The ACCC has rejected a NSW Government proposal that would require the State owned electricity Generators and the future acquirers of Gentrader bundles to co-insure against outages.
The ACCC decision against mandatory joint risk management arrangement (co-insurance) paves the way for lower electricity prices as Gentrader’s (defined below) are given the opportunity to self insure against risk in the most efficient way possible, leading to lower prices for consumers.
As a part of its Energy Reform Strategy NSW proposes to disaggregate its three electricity portfolios into five Gentrader bundles using a bidding process that is expected to be finalised at the end of 2010. The Gentrader model allows the ownership of power stations to be retained by the NSW Government, but the contractual rights to trade the electricity produced to be held by privately owned Gentraders. Each Gentrader has the right to trade the electricity into the wholesale market that is produced by the group of ‘generating assets’ (power stations) to which it is attached.

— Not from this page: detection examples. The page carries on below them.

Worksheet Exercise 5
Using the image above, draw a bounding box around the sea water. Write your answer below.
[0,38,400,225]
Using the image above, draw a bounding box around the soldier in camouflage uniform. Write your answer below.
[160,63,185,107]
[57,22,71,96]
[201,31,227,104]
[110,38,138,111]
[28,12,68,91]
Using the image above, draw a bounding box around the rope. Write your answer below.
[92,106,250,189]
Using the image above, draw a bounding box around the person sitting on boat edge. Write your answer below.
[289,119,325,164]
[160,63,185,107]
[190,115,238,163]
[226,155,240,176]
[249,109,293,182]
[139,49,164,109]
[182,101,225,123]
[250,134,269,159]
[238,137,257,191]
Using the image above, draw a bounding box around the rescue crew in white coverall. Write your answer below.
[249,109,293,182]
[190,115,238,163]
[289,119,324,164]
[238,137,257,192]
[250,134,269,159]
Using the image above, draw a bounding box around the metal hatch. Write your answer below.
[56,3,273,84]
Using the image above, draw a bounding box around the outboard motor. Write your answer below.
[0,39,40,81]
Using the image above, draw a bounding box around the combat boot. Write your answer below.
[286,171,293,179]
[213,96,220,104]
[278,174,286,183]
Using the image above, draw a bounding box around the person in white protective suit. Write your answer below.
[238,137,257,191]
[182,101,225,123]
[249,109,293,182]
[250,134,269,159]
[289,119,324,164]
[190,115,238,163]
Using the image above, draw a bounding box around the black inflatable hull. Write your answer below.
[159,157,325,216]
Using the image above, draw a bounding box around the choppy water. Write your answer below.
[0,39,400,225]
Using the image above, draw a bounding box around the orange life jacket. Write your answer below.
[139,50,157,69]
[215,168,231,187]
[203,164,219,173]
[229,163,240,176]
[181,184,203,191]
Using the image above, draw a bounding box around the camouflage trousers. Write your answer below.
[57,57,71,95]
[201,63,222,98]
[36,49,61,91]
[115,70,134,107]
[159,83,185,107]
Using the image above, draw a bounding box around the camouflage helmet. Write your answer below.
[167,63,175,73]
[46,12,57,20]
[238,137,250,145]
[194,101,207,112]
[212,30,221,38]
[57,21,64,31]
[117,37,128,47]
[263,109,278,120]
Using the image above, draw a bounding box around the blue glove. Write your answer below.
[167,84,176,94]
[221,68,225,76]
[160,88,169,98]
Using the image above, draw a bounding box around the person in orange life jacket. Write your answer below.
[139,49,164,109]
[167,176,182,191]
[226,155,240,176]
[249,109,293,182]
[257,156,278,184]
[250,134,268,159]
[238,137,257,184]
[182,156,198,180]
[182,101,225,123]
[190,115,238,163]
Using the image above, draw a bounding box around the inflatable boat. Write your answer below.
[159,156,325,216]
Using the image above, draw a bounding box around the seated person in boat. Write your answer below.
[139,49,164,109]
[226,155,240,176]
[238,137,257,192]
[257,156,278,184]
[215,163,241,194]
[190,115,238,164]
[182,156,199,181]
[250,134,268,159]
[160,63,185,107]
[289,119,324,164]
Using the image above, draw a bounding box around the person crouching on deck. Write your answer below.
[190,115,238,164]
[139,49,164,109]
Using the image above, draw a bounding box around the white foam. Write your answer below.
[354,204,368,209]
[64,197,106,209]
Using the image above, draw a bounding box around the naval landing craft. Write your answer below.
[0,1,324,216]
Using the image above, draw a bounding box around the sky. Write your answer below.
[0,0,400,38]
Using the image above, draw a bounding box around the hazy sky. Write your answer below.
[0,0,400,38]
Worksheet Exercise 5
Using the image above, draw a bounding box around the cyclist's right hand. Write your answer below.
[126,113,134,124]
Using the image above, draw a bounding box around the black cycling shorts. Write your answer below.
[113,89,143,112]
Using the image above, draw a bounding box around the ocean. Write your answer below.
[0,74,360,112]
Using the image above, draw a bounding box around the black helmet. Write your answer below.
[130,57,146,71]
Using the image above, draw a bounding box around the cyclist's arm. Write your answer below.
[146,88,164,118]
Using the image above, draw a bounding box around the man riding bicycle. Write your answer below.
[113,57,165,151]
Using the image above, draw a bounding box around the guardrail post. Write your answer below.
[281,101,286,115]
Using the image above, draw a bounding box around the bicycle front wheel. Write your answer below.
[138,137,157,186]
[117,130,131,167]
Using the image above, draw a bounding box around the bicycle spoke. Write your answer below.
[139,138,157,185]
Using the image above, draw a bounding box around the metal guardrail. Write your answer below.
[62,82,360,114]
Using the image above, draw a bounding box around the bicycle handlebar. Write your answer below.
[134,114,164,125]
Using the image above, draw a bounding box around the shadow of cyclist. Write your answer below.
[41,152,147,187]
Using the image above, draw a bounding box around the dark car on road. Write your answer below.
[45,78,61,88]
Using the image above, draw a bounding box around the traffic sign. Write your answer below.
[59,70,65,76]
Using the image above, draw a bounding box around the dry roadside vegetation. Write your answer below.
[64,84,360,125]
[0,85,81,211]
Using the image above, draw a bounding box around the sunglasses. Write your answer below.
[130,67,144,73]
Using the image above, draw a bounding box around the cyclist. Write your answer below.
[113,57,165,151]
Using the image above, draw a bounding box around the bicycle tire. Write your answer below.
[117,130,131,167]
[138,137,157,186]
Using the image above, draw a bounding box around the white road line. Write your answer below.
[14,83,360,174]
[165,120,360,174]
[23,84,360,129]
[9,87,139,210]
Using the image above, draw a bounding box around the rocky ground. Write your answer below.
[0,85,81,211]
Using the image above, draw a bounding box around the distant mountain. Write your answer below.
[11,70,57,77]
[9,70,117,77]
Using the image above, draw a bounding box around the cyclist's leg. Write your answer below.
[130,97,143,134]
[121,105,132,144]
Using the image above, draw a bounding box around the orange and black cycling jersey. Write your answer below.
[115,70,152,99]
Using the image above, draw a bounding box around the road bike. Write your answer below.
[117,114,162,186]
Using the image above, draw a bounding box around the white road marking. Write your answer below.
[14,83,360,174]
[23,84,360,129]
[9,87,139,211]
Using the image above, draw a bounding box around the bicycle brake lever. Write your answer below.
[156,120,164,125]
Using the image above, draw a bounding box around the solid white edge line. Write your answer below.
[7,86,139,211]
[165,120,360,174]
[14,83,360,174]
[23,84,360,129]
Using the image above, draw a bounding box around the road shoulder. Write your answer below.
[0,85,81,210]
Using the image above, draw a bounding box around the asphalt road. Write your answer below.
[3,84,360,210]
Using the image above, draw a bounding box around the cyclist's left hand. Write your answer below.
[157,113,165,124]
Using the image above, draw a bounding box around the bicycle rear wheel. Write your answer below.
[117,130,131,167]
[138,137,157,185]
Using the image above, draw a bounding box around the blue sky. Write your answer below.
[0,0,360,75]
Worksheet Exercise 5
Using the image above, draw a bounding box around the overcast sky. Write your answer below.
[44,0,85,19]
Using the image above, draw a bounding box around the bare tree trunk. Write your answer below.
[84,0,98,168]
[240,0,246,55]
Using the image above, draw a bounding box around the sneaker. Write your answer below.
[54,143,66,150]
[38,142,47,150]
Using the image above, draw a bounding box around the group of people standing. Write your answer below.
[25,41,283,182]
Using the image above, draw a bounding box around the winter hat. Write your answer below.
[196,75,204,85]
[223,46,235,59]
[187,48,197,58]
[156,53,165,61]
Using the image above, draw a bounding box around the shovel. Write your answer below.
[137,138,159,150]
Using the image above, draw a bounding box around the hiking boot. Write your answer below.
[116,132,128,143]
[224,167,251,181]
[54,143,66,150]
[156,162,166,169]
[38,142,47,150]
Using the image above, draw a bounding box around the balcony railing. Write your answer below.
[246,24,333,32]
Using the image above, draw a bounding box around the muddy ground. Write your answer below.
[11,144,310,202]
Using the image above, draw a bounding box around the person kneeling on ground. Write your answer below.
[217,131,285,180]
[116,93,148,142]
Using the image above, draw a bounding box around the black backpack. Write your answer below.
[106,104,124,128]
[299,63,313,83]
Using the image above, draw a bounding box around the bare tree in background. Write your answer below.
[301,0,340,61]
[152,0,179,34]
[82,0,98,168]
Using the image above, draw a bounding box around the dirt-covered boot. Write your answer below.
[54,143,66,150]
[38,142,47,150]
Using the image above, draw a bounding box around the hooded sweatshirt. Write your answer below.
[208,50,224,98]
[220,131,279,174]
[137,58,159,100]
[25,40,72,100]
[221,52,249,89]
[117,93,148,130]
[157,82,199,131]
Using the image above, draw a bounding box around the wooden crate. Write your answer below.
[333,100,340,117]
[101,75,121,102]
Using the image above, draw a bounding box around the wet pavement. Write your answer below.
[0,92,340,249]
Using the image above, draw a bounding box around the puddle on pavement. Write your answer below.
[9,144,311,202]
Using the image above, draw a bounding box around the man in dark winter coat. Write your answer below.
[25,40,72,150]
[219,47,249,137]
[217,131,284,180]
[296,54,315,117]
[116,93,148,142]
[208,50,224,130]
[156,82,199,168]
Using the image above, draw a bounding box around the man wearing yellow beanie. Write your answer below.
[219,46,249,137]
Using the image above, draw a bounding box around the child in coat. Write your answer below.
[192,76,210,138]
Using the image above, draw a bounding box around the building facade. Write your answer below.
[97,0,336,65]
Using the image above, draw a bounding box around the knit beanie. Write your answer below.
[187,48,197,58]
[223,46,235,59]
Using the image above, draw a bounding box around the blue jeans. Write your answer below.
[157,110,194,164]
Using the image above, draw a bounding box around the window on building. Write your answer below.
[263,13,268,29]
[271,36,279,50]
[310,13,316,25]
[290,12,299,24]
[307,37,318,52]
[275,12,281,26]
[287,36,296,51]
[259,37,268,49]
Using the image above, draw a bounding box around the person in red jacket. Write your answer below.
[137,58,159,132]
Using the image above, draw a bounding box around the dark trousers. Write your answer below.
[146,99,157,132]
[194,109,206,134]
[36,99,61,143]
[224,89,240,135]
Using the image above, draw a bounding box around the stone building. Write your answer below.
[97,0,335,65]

Under the proposed co-insurance arrangement, if there is an outage at one of the generating assets, which causes the level of electricity being produced to fall below a predetermined level to be set under the co-insurance arrangement, the Gentraders will be required to provide each other with financial compensation.
“The ACCC does not consider that there is a case for the Gentraders to be required to take part in a co-insurance arrangement that they may not want or need,” ACCC chairman Graeme Samuel said.
“There are a number of alternative risk management options available to the acquirers of the Gentrader bundles that can effectively and efficiently manage the financial risk that the co-insurance arrangement seeks to mitigate.”
While the ACCC did not receive a large number of submissions about the arrangements most industry participants that did provide comments expressed the
view that it would be more efficient for Gentraders to develop their own arrangements to manage this financial risk rather than be required to participate in a mandated coinsurance arrangement.
“More generally, the ACCC welcomes the broader reforms to the NSW electricity sector proposed in the NSW Governments proposed Energy Reform Strategy. These reforms should result in competitive benefits in the wholesale and retail supply of electricity in NSW.”Mr Samuel said.